# Newbie from Georgia



## frogpondwarrior (Aug 2, 2016)

Welcome and have fun.


----------



## GardenGal (Feb 1, 2017)

Welcome from another newbee. My hubby is from GA and we might retire there some day... Have you got your hives set up ? We get our first hive in March and then the bees are to come in May.. that just seems too far away. ha~

I wonder why you don't see bees ? This would seem to be something to be concerned with maybe? I have lots of clover and see bees all the time... they even got into my chicken feeding bowl this Winter. 

Best of luck - Bee happy!
gg


----------



## AmericasBeekeeper (Jan 24, 2010)

Welcome!


----------



## SouthTexasJohn (Mar 16, 2015)

Welcome and enjoy.


----------



## larell718 (Feb 9, 2017)

Welcome from another newbie in Georgia. I will be picking my bees up from Jarrett Apiaries in April as well.


----------



## BradParadise (Feb 3, 2017)

Welcome to Beesource! I hope you learn quite a bit.


----------



## Branman (Aug 20, 2003)

Welcome from another Georgian!


----------



## poolecw (Feb 8, 2017)

Awesome, thanks for the welcome, guys.


----------



## cohutt (Feb 13, 2017)

I'm down 27 in Rome.
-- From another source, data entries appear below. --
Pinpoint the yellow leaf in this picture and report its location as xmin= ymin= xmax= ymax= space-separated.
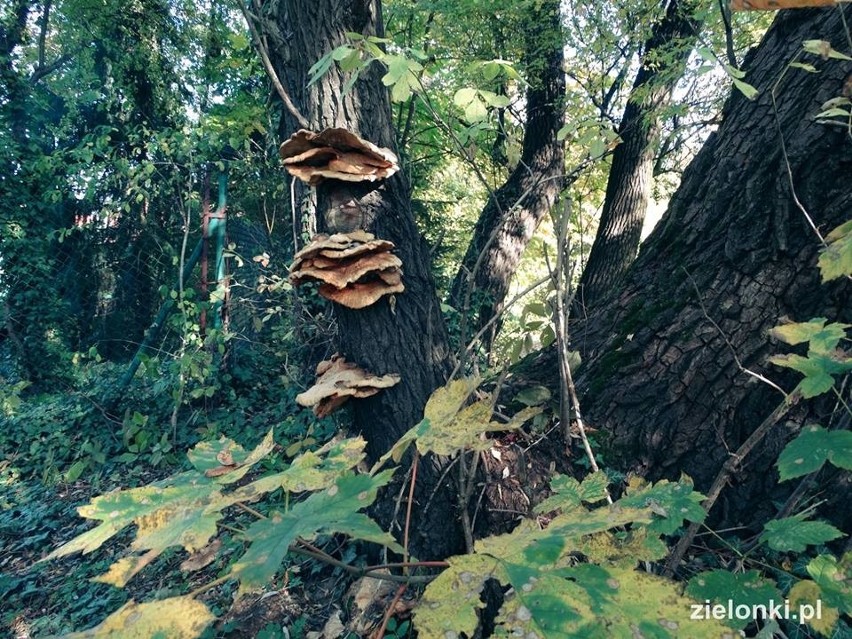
xmin=65 ymin=597 xmax=215 ymax=639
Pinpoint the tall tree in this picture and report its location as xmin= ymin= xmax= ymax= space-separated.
xmin=527 ymin=7 xmax=852 ymax=526
xmin=449 ymin=0 xmax=565 ymax=346
xmin=263 ymin=0 xmax=460 ymax=557
xmin=577 ymin=0 xmax=701 ymax=307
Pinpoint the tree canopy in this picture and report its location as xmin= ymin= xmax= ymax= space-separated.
xmin=0 ymin=0 xmax=852 ymax=637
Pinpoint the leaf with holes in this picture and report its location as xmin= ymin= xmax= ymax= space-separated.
xmin=686 ymin=569 xmax=784 ymax=630
xmin=618 ymin=475 xmax=707 ymax=535
xmin=63 ymin=597 xmax=215 ymax=639
xmin=769 ymin=317 xmax=850 ymax=353
xmin=777 ymin=424 xmax=852 ymax=481
xmin=230 ymin=470 xmax=404 ymax=594
xmin=760 ymin=516 xmax=844 ymax=552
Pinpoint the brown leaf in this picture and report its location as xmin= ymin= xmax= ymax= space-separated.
xmin=180 ymin=539 xmax=222 ymax=572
First hives started last spring, finally got around to joining the forum this week.


----------



## cwojbaker (Mar 1, 2017)

Hello and welcome from another Georgia beekeeper

Im down in Walton County, just south of Monroe. 

Jerry


----------



## AvatarDad (Mar 31, 2016)

Welcome and good luck from Gainesville GA.


----------